DeFUNIAK SPRINGS (Walton County)

 

Florida's Chautauqua Retreat

 

Defuniak Springs is the capital of Walton County and a small village in the rolling hillside of Panhandle Florida. It was mainly an area of small farms settled by a large population of Scots-Irish from Virginia and the Carolinas. The town was formed in the 1880's by officers of the Pensacola and Atlantic Railroad which connected Chattahoochee to the main Louisvlle and Nashville line at Pensacola. Frederick R. DeFuniak was a Vice-President of the L&N.

 

Looking for a way to make the railroad depot at DeFuniak Springs more of a destination location, the railroad met with the Chautauqua Hall of Brotherhood to build a winter Chautauqua center on Lake DeFuniak. Dr. A. H. Gillet of the New York Chautauqua decided to hold his 1885 winter meeting in Florida.

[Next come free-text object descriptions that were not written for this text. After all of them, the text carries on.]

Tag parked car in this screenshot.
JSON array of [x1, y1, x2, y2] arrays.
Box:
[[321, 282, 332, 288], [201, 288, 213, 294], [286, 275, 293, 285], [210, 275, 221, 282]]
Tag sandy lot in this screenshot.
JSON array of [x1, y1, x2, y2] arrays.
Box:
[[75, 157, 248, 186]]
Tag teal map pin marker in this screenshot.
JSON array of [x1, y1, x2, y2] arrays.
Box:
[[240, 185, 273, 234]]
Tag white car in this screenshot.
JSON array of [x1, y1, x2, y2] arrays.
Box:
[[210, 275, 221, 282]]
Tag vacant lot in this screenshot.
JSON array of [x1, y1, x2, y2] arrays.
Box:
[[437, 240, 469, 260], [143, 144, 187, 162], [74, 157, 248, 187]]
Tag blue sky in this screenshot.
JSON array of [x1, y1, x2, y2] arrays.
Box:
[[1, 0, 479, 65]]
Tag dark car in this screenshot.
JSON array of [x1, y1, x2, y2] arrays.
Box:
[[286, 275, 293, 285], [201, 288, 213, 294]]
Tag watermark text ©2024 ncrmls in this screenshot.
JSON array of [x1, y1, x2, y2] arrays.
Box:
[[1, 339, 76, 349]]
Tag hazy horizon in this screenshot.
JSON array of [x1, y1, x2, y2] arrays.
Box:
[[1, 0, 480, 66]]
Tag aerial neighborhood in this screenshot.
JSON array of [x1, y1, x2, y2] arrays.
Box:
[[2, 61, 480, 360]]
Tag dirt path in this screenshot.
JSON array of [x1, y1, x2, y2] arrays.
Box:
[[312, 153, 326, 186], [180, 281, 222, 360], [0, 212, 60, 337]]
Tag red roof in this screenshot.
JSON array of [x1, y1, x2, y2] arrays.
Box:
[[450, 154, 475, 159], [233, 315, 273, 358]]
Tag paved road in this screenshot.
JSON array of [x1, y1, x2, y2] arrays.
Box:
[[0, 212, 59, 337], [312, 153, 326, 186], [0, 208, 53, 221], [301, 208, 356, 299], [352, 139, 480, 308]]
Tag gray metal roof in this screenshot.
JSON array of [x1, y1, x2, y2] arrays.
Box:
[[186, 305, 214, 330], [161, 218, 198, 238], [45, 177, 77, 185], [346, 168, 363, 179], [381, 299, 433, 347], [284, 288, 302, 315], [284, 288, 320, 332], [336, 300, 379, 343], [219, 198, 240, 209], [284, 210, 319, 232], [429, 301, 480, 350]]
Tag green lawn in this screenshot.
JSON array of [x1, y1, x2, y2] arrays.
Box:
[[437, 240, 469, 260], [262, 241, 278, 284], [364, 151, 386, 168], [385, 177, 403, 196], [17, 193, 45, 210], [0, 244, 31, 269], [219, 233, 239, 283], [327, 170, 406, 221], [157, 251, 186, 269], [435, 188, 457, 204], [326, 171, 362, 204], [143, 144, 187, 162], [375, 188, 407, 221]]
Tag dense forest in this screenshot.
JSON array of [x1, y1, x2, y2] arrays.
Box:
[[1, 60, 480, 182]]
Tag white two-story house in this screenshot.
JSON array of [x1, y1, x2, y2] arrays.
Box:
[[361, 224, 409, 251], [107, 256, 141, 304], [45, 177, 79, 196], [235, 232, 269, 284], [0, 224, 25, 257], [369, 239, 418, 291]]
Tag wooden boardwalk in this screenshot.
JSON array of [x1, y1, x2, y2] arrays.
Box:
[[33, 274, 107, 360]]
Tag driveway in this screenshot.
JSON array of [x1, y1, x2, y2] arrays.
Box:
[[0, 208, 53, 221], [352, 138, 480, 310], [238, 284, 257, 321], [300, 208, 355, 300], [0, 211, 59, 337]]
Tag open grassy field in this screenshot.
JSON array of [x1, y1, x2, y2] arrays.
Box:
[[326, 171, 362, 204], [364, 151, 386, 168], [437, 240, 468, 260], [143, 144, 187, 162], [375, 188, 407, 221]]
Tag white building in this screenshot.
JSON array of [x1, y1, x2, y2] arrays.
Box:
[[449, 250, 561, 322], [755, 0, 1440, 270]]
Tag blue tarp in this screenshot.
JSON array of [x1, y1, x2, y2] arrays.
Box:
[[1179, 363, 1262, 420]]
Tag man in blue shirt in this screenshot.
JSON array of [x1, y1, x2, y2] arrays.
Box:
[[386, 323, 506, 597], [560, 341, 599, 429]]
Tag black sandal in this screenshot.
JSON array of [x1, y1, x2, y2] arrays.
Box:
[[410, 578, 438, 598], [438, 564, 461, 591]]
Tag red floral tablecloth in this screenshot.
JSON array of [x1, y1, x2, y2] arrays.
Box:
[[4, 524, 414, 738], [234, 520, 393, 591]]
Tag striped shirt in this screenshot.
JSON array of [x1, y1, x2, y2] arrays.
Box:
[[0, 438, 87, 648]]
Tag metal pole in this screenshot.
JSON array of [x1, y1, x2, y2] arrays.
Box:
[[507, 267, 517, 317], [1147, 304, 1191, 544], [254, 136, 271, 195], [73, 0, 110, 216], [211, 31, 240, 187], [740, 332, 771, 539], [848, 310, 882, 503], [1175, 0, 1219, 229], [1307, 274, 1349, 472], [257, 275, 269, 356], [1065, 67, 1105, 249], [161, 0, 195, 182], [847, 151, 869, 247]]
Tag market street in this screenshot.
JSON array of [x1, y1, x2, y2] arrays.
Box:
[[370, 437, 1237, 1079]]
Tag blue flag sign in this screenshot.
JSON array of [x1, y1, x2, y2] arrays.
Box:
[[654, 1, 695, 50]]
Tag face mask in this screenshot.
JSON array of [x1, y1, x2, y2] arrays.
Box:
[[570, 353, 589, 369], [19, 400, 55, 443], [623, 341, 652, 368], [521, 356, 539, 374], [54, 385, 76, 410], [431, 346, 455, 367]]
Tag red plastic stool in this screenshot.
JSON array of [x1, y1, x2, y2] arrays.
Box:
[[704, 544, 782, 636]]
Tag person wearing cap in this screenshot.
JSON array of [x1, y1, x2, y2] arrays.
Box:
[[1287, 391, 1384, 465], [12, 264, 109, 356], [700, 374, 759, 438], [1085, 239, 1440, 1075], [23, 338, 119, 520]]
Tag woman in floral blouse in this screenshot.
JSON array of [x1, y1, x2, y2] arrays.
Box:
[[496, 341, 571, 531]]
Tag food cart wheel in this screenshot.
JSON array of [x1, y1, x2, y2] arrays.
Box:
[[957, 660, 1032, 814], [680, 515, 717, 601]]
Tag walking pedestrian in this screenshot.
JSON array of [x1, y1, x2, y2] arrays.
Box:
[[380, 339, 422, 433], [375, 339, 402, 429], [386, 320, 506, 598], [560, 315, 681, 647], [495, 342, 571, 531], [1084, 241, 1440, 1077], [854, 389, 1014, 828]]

Within a year trains were bringing in conventions of followers from as far away as Chicago. Many supporters of the movement discovered that Walton County would be a good winter headquarters and large houses were soon built around the Lake.

 

The oldest public library was started here and the town once had two colleges - Palmer College and Florida Normal College for teachers, which was incorporated into Florida State University.At a meeting here in 1886 a group of educators started the Florida Education Association.


 

 

 

TOURING DeFUNIAK SPRINGS is easily reached from I-10 on the east-west route and on FL 331 from the beach towns on the Gulf of Mexico. If you reach the Lake, you can part at the 1909 CHAUTAUQUA AUDITORIUM which lost part of the complex in the 1980's in a hurricane. The Walton County Chamber of Commerce is at 95 Circle Drive and has material on the city and the entire county.

 

You can drive around the Lake on Circle Drive, but on a nice day, you'll appreciate the setting if you walk around the Lake. We will go counter-clockwise to go with the street numbers. The main sights not by the lake are the 1890 MARY KINCON HOUSE at 301 South 11th Street at West Avenue, two blocks off the circle, and the 1886 GOVERNOR SIDNEY J. CATTS HOUSE at 30 West Live Oak Avenue and US331. The latter is a colorful two-story mansion with an octagonal tower and double porches. It was built originally for a Wisconsin businessman AND "Sunbright Manor" is listed as the most haunted house in town.

 

As you travel around the Lake you will see at 66 Circle Drive the 1907 BURRIS CAWTHON HOUSE, a Queen Anne with an octagonal tower and large Doric pillars on the porch. The oldest, continuous library in Florida is the 1887 WALTON DeFUNIAK LIBRARY at 100 Circle Drive with an original space of 24 feet by 16 feet.


The Home of Governor Sidney J. Catts *** The DeFuniak Library

 

 

 

The ST. AGATHA'S EPISCOPAL CHURCH (1896) at 144 Circle Drive has a neat square Norman tower and Giesler stained glass windows. The real gem, however, is the mahogany pipe organ inside the structure. The narrow frame-house with gingerbread trim at 168 Circle Drive is the 1907 CHARLES E. MURRAY HOUSE and it contrasts with all the neighborhood's Victorian mansions. More common is the 1900 three story Queen Anne BULLARD HOUSE at 188 Circle Drive.

 

There are great sleeping porches at the two story WALTER GRAVES HOUSE at 208 West Circle Drive. He was a noted local lumberman.

The HONEYMOON COTTAGE (1885), at 232 Circle Drive, is a board and battan Victorian cottage. The brick house at 262 Circle Drive is called THE VERANDAS with its huge magnolia trees.

 

The most photographed house along the circle is probably THE DREAM COTTAGE (1888), at 404 Circle Drive. It is a Gothic stick chalet house built by Wallace Bruce, an Ambassador to Scotland and a chautauqua leader. His son Kenneth Bruce built the classic Southern mansion complete with Doric columns at 550 CIRCLE DRIVE.


The Kenneth Bruce House at 550 Circle Drive

 

 

 

The French colonial style of the McLEAN HOUSE at 676 Circle Drive is different and seems to be the location where photographers take sunsets over the Lake photographs. Simply Neo-Classical is the double balconied STUART KNOX GILLIS HOUSE at 772 Circle Drive. He was the President of Palmer College which was once located down nearby College Avenue.

 

TERVIN'S TARA(1903) at 812 Circle Drive is perhaps the largest mansion on the Lake with 5,500 square feet, four bathrooms, and at least nine fireplaces. You can see the inside stairway if the curtains are open.

 

To complete your tour visit the WALTON COUNTY HERITAGE MUSEUM located in the old L&N Train Depot at 1140 Circle Drive.